This research project was carried out with a team composed by me, a colleague of mine and a researcher at Institute for Applied Computational Science at Harvard University.
Before diving into the explanation of the project, let me first introduce what is a caustic. Citing Wikipedia:
In optics, a caustic or caustic network is the envelope of light rays reflected or refracted by a curved surface or object, or the projection of that envelope of rays on another surface. The caustic is a curve or surface to which each of the light rays is tangent, defining a boundary of an envelope of rays as a curve of concentrated light.
A typical example of caustic is generated by the surface of the water when it's hit by light rays:
In optics, a well-known and quite challenging problem is discovering where a caustic will appear, given the position where the rays hit a surface and the intensity of the rays themselves.

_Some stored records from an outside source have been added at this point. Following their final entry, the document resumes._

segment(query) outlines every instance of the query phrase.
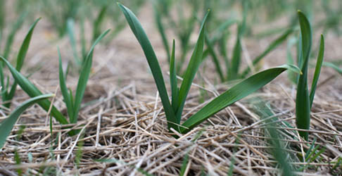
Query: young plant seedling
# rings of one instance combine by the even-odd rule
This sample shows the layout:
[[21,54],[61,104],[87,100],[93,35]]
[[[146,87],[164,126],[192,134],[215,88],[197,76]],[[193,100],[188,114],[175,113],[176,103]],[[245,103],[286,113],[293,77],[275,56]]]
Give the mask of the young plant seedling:
[[[24,41],[23,42],[23,44],[21,45],[21,47],[19,50],[19,53],[18,54],[17,56],[17,64],[15,66],[15,69],[17,71],[20,72],[21,70],[21,68],[23,67],[23,65],[24,64],[24,60],[26,56],[26,54],[27,53],[27,50],[30,46],[30,42],[31,41],[31,38],[32,36],[33,30],[34,29],[34,27],[36,26],[37,23],[38,21],[40,20],[40,18],[38,18],[36,20],[36,21],[31,25],[31,27],[30,27],[29,32],[26,34],[26,37],[25,37]],[[5,57],[6,58],[6,57]],[[3,102],[6,102],[4,104],[4,106],[6,108],[9,108],[11,106],[11,101],[14,96],[14,94],[15,94],[15,90],[17,88],[17,82],[15,81],[12,86],[9,88],[9,82],[8,82],[8,79],[7,79],[7,82],[5,84],[4,82],[4,71],[3,71],[3,67],[2,67],[3,63],[0,63],[0,80],[1,80],[1,85],[3,87],[3,89],[1,89],[1,99]]]
[[2,121],[0,123],[0,149],[5,144],[6,139],[10,134],[11,131],[12,131],[14,124],[17,122],[19,116],[34,103],[52,96],[53,96],[53,94],[45,94],[32,98],[23,102],[20,106],[15,108],[6,119]]
[[[81,70],[77,87],[76,89],[75,100],[72,98],[72,92],[70,92],[70,94],[69,93],[68,93],[68,89],[66,89],[65,82],[64,80],[63,74],[62,75],[60,75],[61,89],[62,89],[62,94],[63,95],[63,98],[65,101],[65,104],[68,110],[68,113],[70,118],[69,122],[65,118],[65,117],[61,113],[61,111],[59,111],[54,106],[52,105],[51,106],[51,103],[49,100],[44,99],[38,102],[38,104],[46,111],[49,111],[50,109],[50,106],[51,106],[50,111],[51,115],[54,117],[56,120],[58,121],[61,124],[65,125],[77,122],[78,112],[80,108],[80,104],[82,103],[83,95],[84,94],[85,88],[87,86],[87,82],[89,76],[90,70],[91,68],[92,55],[94,49],[95,48],[95,46],[108,32],[109,30],[102,33],[95,41],[93,46],[88,52],[87,59],[84,61],[84,63],[82,65],[82,69]],[[12,76],[13,77],[15,81],[30,97],[35,97],[43,94],[42,92],[40,92],[39,89],[38,89],[38,88],[37,88],[37,87],[35,87],[27,78],[24,77],[17,70],[15,70],[15,68],[14,68],[8,63],[8,61],[7,61],[6,58],[0,56],[0,60],[5,63],[5,64],[10,70],[11,73],[12,74]],[[63,70],[61,69],[61,66],[60,65],[60,73],[61,72],[62,72],[63,73]],[[71,131],[69,134],[75,134],[75,132]]]
[[62,59],[61,57],[61,54],[58,50],[59,56],[59,83],[61,86],[61,91],[62,92],[62,95],[65,102],[65,105],[68,109],[68,115],[69,115],[70,122],[76,123],[77,121],[78,112],[81,107],[82,100],[83,99],[83,95],[87,87],[87,82],[89,77],[89,73],[91,68],[93,51],[95,46],[109,32],[109,30],[106,30],[105,32],[102,33],[97,39],[94,42],[93,46],[90,49],[86,59],[82,65],[82,68],[81,70],[81,73],[78,79],[77,87],[76,89],[76,94],[75,96],[75,99],[72,96],[72,92],[70,90],[70,92],[68,90],[65,84],[65,80],[64,79],[64,73],[62,68]]
[[[309,56],[312,43],[311,26],[305,15],[298,11],[299,23],[300,25],[301,43],[300,44],[298,65],[303,73],[299,76],[297,86],[297,96],[296,99],[296,123],[299,129],[309,130],[310,112],[312,106],[312,101],[315,97],[318,77],[321,71],[324,54],[324,38],[321,35],[319,51],[318,53],[315,75],[311,86],[311,91],[309,94],[308,88],[308,68]],[[309,133],[307,131],[299,131],[300,137],[308,141]]]
[[186,133],[204,120],[207,120],[211,115],[262,87],[287,69],[300,73],[299,68],[296,66],[290,65],[284,65],[258,73],[245,80],[243,80],[216,97],[205,106],[185,120],[183,124],[180,125],[182,113],[183,112],[186,96],[190,90],[191,85],[197,70],[203,61],[202,56],[205,35],[204,25],[208,13],[205,15],[203,20],[200,30],[200,34],[191,57],[188,68],[186,70],[180,88],[177,87],[176,81],[175,42],[173,42],[172,51],[170,56],[170,70],[172,89],[170,103],[159,63],[146,34],[135,15],[129,8],[122,4],[118,4],[118,6],[126,17],[131,30],[138,39],[145,54],[145,56],[146,57],[160,96],[162,104],[167,120],[168,129],[173,128],[178,132]]

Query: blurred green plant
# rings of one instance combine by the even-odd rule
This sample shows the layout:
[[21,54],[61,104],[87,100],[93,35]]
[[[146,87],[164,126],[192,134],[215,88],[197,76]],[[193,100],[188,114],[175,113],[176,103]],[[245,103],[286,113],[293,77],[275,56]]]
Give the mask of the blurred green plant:
[[[16,66],[15,69],[17,71],[20,72],[23,65],[24,64],[25,58],[26,56],[26,54],[27,53],[27,50],[30,46],[30,42],[31,41],[31,38],[32,36],[33,30],[34,30],[34,27],[36,26],[38,21],[40,18],[36,20],[36,21],[31,25],[30,30],[26,34],[26,37],[23,42],[20,49],[19,49],[19,52],[18,54],[17,60],[16,60]],[[8,53],[5,53],[8,54]],[[7,56],[6,54],[4,56]],[[4,57],[6,58],[6,57]],[[8,77],[7,78],[7,82],[5,84],[5,76],[4,75],[4,63],[0,63],[0,82],[1,89],[1,99],[2,101],[4,102],[4,106],[6,108],[9,108],[11,106],[11,101],[13,98],[15,90],[17,88],[17,82],[15,81],[13,84],[10,87],[10,82]]]
[[83,3],[79,0],[41,0],[44,16],[53,26],[59,37],[67,31],[68,20],[75,19],[80,7]]
[[[51,115],[56,118],[56,120],[62,125],[66,125],[70,123],[76,123],[78,112],[80,108],[80,104],[84,94],[85,88],[87,87],[87,82],[90,74],[90,70],[92,63],[92,55],[95,46],[100,42],[100,40],[109,32],[107,30],[101,34],[98,39],[94,42],[93,46],[88,52],[87,57],[84,61],[81,70],[77,87],[76,89],[76,94],[75,99],[72,92],[70,91],[70,94],[68,92],[66,88],[65,82],[64,80],[63,74],[60,74],[60,83],[61,89],[62,90],[62,94],[63,95],[64,101],[68,108],[68,113],[69,115],[69,122],[53,105],[51,105],[49,100],[42,100],[38,102],[38,104],[46,111],[51,113]],[[61,59],[61,58],[60,58]],[[24,77],[20,73],[19,73],[15,68],[14,68],[11,63],[4,57],[0,56],[0,60],[5,63],[13,77],[15,82],[26,92],[30,96],[35,97],[42,95],[42,92],[39,91],[37,87],[35,87],[27,78]],[[61,60],[60,60],[61,61]],[[63,73],[63,69],[61,68],[60,63],[60,73]],[[70,135],[75,134],[77,132],[72,130],[69,132]]]

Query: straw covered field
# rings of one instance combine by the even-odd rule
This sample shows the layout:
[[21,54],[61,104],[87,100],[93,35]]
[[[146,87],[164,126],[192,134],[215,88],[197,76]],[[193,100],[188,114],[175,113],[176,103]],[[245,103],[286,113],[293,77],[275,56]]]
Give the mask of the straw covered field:
[[0,0],[0,175],[342,175],[342,1]]

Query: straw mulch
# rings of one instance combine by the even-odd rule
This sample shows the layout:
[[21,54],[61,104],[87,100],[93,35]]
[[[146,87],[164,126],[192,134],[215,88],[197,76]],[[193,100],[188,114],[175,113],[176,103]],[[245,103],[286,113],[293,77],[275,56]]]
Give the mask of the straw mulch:
[[[142,20],[142,23],[153,23],[149,20]],[[55,106],[66,113],[57,86],[56,46],[61,48],[66,63],[72,59],[68,39],[46,42],[53,37],[51,30],[46,22],[41,23],[34,32],[23,73],[42,66],[30,80],[44,92],[56,93]],[[156,34],[151,32],[153,27],[146,29],[153,45],[156,46],[157,55],[165,61],[159,37],[152,35]],[[23,34],[27,29],[24,28]],[[326,37],[327,60],[342,56],[341,47],[338,49],[341,42],[334,37]],[[269,39],[262,42],[267,44],[271,41]],[[16,39],[16,47],[20,41],[20,38]],[[244,54],[254,56],[261,52],[258,41],[246,39],[244,42],[247,49]],[[267,56],[264,68],[285,63],[281,58],[285,58],[285,49],[283,45]],[[274,58],[277,59],[272,59]],[[209,61],[205,63],[208,65],[207,71],[201,73],[203,79],[196,80],[197,84],[194,84],[188,96],[184,119],[234,84],[217,84],[215,72],[208,70],[212,69]],[[161,65],[167,77],[167,64],[162,61]],[[317,152],[325,148],[319,159],[310,163],[292,162],[297,168],[305,167],[299,175],[342,173],[341,165],[334,168],[332,164],[342,156],[342,82],[341,75],[329,68],[322,69],[308,142],[298,137],[297,129],[279,125],[288,122],[296,127],[296,87],[288,81],[286,73],[190,132],[176,134],[179,135],[176,139],[166,128],[166,118],[152,76],[128,28],[110,44],[96,46],[93,68],[79,121],[72,127],[80,130],[79,134],[68,136],[70,128],[63,128],[54,120],[51,133],[49,113],[37,105],[32,106],[21,115],[0,150],[0,175],[16,175],[20,169],[24,174],[38,175],[178,175],[181,168],[187,175],[227,175],[231,169],[236,175],[278,175],[279,165],[267,142],[267,120],[253,111],[252,102],[255,99],[262,99],[273,108],[274,117],[278,118],[277,123],[274,123],[277,125],[273,126],[286,132],[281,141],[288,153],[303,157],[310,146],[307,144],[312,144],[314,139]],[[168,79],[165,80],[167,83]],[[70,75],[68,86],[75,89],[77,80],[77,74]],[[27,99],[18,88],[11,110]],[[10,111],[2,111],[0,120]],[[21,164],[15,164],[15,151]]]

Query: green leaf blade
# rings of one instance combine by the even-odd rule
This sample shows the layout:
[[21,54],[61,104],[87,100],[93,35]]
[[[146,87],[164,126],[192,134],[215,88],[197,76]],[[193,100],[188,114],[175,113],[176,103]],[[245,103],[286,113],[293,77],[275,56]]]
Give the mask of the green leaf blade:
[[17,121],[19,116],[30,106],[42,100],[49,99],[53,96],[53,94],[40,95],[32,98],[23,102],[19,107],[15,108],[12,113],[0,124],[0,149],[4,146],[6,142],[6,139],[10,134],[11,131],[13,128],[14,124]]
[[[24,64],[24,60],[26,56],[26,54],[27,53],[27,50],[30,46],[30,43],[31,42],[31,38],[33,34],[33,30],[34,30],[34,27],[36,26],[38,21],[40,20],[40,19],[41,18],[37,19],[34,21],[34,23],[31,25],[29,32],[26,34],[26,37],[25,37],[24,41],[23,42],[23,44],[20,46],[20,49],[19,49],[19,53],[18,54],[18,56],[17,56],[17,64],[15,65],[15,69],[18,72],[20,72],[21,68]],[[15,94],[16,88],[17,88],[17,82],[14,82],[13,84],[11,87],[11,90],[8,96],[6,96],[6,101],[11,100],[13,98],[14,94]],[[9,108],[9,106],[11,106],[11,103],[6,103],[4,106],[6,107]]]
[[[5,63],[10,70],[15,81],[30,97],[35,97],[43,94],[31,82],[21,75],[21,73],[18,72],[6,58],[0,56],[0,60]],[[42,100],[38,102],[38,104],[43,108],[43,109],[48,111],[51,106],[51,102],[48,100]],[[57,120],[57,121],[61,124],[68,124],[68,120],[64,115],[63,115],[63,114],[58,111],[54,106],[52,106],[51,113],[52,116],[53,116],[56,120]]]
[[[299,76],[297,95],[296,100],[296,122],[299,129],[309,130],[310,128],[310,97],[308,88],[308,67],[309,55],[311,50],[312,33],[309,20],[305,15],[298,11],[299,23],[300,25],[301,50],[299,55],[301,56],[301,72]],[[308,139],[308,132],[299,131],[300,137],[305,140]]]
[[186,120],[181,132],[186,133],[227,106],[258,90],[286,70],[300,73],[294,65],[284,65],[256,73],[228,89]]
[[170,61],[170,82],[171,84],[171,105],[174,112],[178,109],[178,86],[177,84],[176,74],[176,61],[175,61],[175,39],[172,41],[172,51]]
[[[68,88],[65,84],[65,80],[64,79],[64,73],[63,71],[62,67],[62,58],[61,56],[61,52],[59,51],[58,49],[58,59],[59,59],[59,85],[61,87],[61,92],[62,92],[62,96],[64,99],[64,102],[65,102],[65,106],[68,110],[68,115],[69,115],[69,118],[70,117],[73,117],[73,106],[71,103],[70,96],[68,91]],[[71,122],[71,119],[70,119]]]
[[163,106],[164,107],[165,115],[168,121],[167,127],[168,128],[172,127],[174,129],[177,129],[177,126],[175,125],[177,120],[169,101],[169,97],[167,95],[167,92],[166,91],[165,84],[164,82],[164,78],[163,77],[161,69],[151,42],[148,40],[148,38],[147,37],[147,35],[145,33],[141,25],[133,12],[120,3],[118,3],[118,5],[124,13],[132,31],[134,34],[144,51],[147,62],[152,72],[158,91],[159,92]]
[[198,70],[198,67],[202,62],[205,36],[204,26],[205,25],[205,20],[208,14],[209,11],[205,14],[205,16],[204,17],[202,22],[200,34],[195,46],[195,49],[194,50],[194,52],[192,53],[191,58],[190,58],[190,62],[189,63],[188,68],[186,68],[184,77],[183,77],[183,82],[182,82],[180,87],[179,94],[178,96],[178,110],[176,113],[177,124],[180,122],[182,113],[183,111],[183,108],[185,104],[186,96],[189,93],[189,91],[190,90],[190,87],[191,86],[194,78],[195,77],[196,73]]
[[318,52],[317,61],[316,63],[316,68],[315,69],[314,78],[312,80],[312,84],[311,85],[311,92],[310,93],[310,107],[312,107],[312,102],[315,98],[315,93],[321,73],[321,68],[323,63],[323,58],[324,56],[324,37],[321,35],[321,42],[319,44],[319,51]]
[[86,60],[83,63],[81,73],[80,74],[80,77],[78,79],[77,87],[76,88],[76,94],[75,95],[75,101],[73,104],[74,112],[73,116],[70,117],[70,123],[75,123],[77,121],[78,112],[80,111],[82,100],[84,95],[87,83],[88,82],[91,69],[93,52],[95,46],[109,32],[109,31],[110,30],[108,30],[99,36],[96,40],[94,42],[87,56]]

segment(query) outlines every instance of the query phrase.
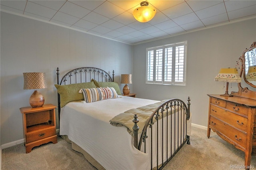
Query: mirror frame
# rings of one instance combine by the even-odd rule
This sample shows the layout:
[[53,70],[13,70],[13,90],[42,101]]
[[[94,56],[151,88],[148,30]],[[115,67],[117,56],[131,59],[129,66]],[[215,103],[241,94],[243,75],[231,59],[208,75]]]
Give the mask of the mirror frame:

We wanted to explore whether we could leverage Deep Learning to capture this by using a dataset composed by two kinds of images:
- Potential images: they describe the points where a ray with strength D hits an unspecified surface.
- Rays images: they describe where the caustics will emerge.
In our dataset we had 7 levels of strength, namely 0.01, 0.03, 0.05, 0.07, 0.10, 0.20, 0.30, and for each strength we had 1000 couples of images, where each couple was composed by a potential image and a ray one.
Our idea was to build an architecture which could take as input a potential image and reconstruct a rays (or caustic) one. Our architecture was composed by three sub-networks, whose component are then re-assembled:
- A Convolutional Variational Autoencoder to reconstruct potential images
- A Convolutional Variational Autoencoder to reconstruct rays images
- A Fully Connected Neural Network to map the latent space generated from (1) to the latent space generated from (2)
After that, we would reassemble the three network in the following way, obtaining network (4):
Note that networks (1) and (2) are trained by using a Mixture of Gaussian Prior, where the mean of each Gaussian is centered on the different strengths of our dataset, i.e. we had 7 different Gaussians. This was necessary in order to encourage clustering in the latent space and facilitate the learning process of network (3). Here we display the latent spaces obtained from training network (1) and (2)
Some clustering is evident, in both the two latent spaces, where images with a similar strength tend to stay close, while images with dissimilar strength tend to stay apart. In particular, the most well-defined clusters are the ones obtained for high-strengths images. Indeed, this is the result obtained when the network (4) is assembled:
From left to right we see:
- The original potential image, input of the assembled net
- The output that the net supposed to reconstruct
- The result obtained when the input is fed into net (4)
- The result obtained when the rays image is reconstructed through network (2)
Ideally, we would want to have images (2), (3) and (4) as close as possible. However, given the complexity of the rays image, we do not want to reconstruct it all, but rather we only aim to grasp where the caustics emerge. Indeed, by looking at images (3) and (4), it looks the network has a vague idea of where there might be the emergence of a caustic.
Unfortunately, when we go to lower strengths, we obtain a worse result:
In this case, it doesn't look like the network has enough knowledge to tell where the caustic will emerge. This is due to the not-so-perfect clustering we obtain in both the latent spaces for low strengths. This causes the mapper between the two latent spaces not to clearly capture how to translate an image from one domain to another. Note that, in this case, picture (4) and (2) are somehow similar, while picture (3) is quite far from the other twos.
To conclude, despite we did not manage to develop a network capable to infer where a caustic will arise under every condition, working on this project was an amazing opportunity to deepen my understanding of Deep Learning and Computer Vision architectures, as well as learning a bit of Variational Inference.